The Veterans Court denied Mr. Bryan’s petition in a July 30, 2014 order, noting that mandamus is warranted when, for example, the Secretary refuses — or his actions amount to a refusal — to process a claim, and the petitioner has no alternative means of relief. Veterans Court Order at *1 (citing Costanza v. West, 12 Vet.App. 133, 134 (1999) and Cheney v. U.S. Dist. Court, 542 U.S. 367, 380-81, 124 S.Ct. 2576, 159 L.Ed.2d 459 (2004)). The Veterans Court determined that mandamus was not warranted with respect to Mr. Bryan’s various claims because he had not demonstrated that he will be unable to use the normal appeals process to obtain the relief sought. Id. at *1-2.

Mr. Bryan now appeals to this Court.

II. Discussion

A

Our jurisdiction to review decisions of the Veterans Court is limited by statute. Guillory v. Shinseki, 603 F.3d 981, 986 (Fed.Cir.2010). We have jurisdiction over “all relevant questions of law, including interpreting constitutional and statutory provisions.” 38 U.S.C. § 7292(d)(1). We lack jurisdiction over any “challenge to a factual determination” or “challenge to a law or regulation as applied to the facts of a particular case” absent a constitutional issue. 38 U.S.C. § 7292(d)(2). We set aside a Veterans Court decision only if it is “arbitrary, capricious, an abuse of discretion, or otherwise not in accordance with law....” 38 U.S.C. § 7292(d)(1)(A).

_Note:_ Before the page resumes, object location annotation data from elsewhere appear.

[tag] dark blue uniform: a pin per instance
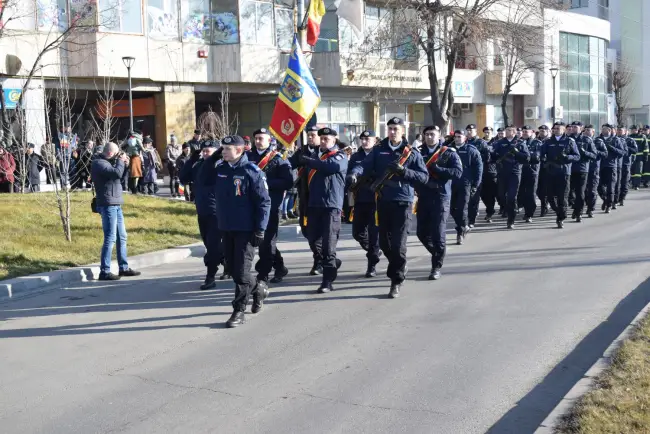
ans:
(593, 180)
(529, 178)
(626, 170)
(474, 201)
(243, 208)
(201, 174)
(326, 172)
(510, 155)
(394, 203)
(558, 154)
(580, 173)
(279, 179)
(463, 189)
(609, 169)
(434, 201)
(364, 229)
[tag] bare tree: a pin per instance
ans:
(622, 79)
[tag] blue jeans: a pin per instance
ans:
(113, 226)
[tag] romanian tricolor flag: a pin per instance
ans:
(314, 17)
(297, 99)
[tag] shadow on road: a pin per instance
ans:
(533, 408)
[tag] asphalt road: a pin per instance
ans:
(517, 318)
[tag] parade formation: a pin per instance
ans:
(389, 182)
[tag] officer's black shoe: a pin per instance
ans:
(210, 283)
(435, 274)
(325, 287)
(236, 319)
(260, 292)
(279, 275)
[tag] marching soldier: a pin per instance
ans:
(200, 171)
(641, 156)
(608, 166)
(463, 189)
(558, 153)
(529, 173)
(580, 169)
(510, 154)
(243, 207)
(444, 166)
(326, 183)
(628, 161)
(488, 187)
(313, 142)
(591, 191)
(482, 147)
(364, 229)
(279, 179)
(395, 168)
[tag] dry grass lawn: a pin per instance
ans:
(32, 240)
(620, 402)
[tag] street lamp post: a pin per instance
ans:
(128, 62)
(554, 72)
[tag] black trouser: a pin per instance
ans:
(474, 201)
(527, 189)
(489, 192)
(239, 255)
(432, 226)
(508, 189)
(625, 181)
(365, 231)
(270, 256)
(394, 220)
(607, 185)
(460, 195)
(591, 191)
(578, 186)
(558, 191)
(211, 236)
(323, 226)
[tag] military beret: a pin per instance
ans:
(327, 132)
(431, 128)
(233, 140)
(261, 131)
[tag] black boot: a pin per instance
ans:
(260, 293)
(279, 275)
(236, 319)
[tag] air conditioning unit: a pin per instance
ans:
(531, 112)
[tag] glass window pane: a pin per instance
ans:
(195, 23)
(225, 23)
(284, 27)
(162, 19)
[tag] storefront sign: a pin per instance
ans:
(463, 88)
(11, 97)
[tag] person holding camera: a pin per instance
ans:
(107, 170)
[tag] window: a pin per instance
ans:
(162, 19)
(124, 16)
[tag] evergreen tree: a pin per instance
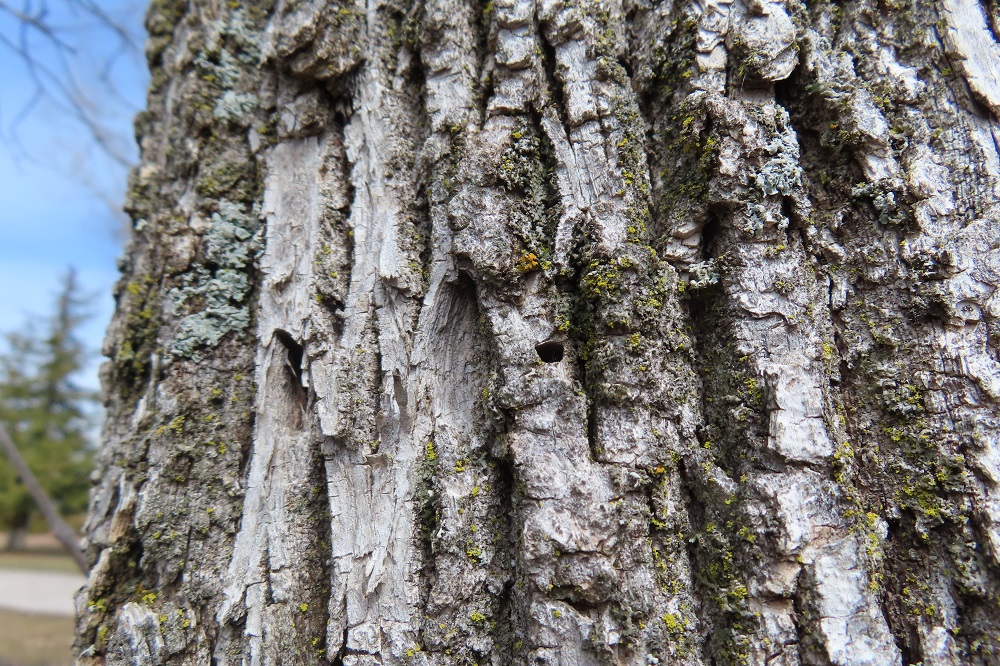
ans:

*684 To obtain mandamus, the- petitioner must show (1) that he has a clear legal right to relief; (2) that there are no adequate alternative legal channels through which the petitioner may obtain that relief, and (3) that the grant of mandamus relief is appropriate under the circumstances. See Cheney, 542 U.S. at 380-81, 124 S.Ct. 2576; Hargrove v. Shinseki, 629 F.3d 1377, 1378 (Fed.Cir.2011). Moreover, the issuance of a writ of mandamus is “in large part a matter of discretion with the court to which the petition is addressed.” Kerr v. U.S. Dist. Court for N. Dist. of Calif., 426 U.S. 394, 403, 96 S.Ct. 2119, 48 L.Ed.2d 725 (1976) (citations omitted).

B

As a preliminary matter, the government contends that we must dismiss this appeal for lack of jurisdiction. We disagree in part. The government’s position on appeals of mandamus denials has already been rejected by this court’s decision in Lamb v. Principi, 284 F.3d 1378, 1381 (Fed.Cir.2002).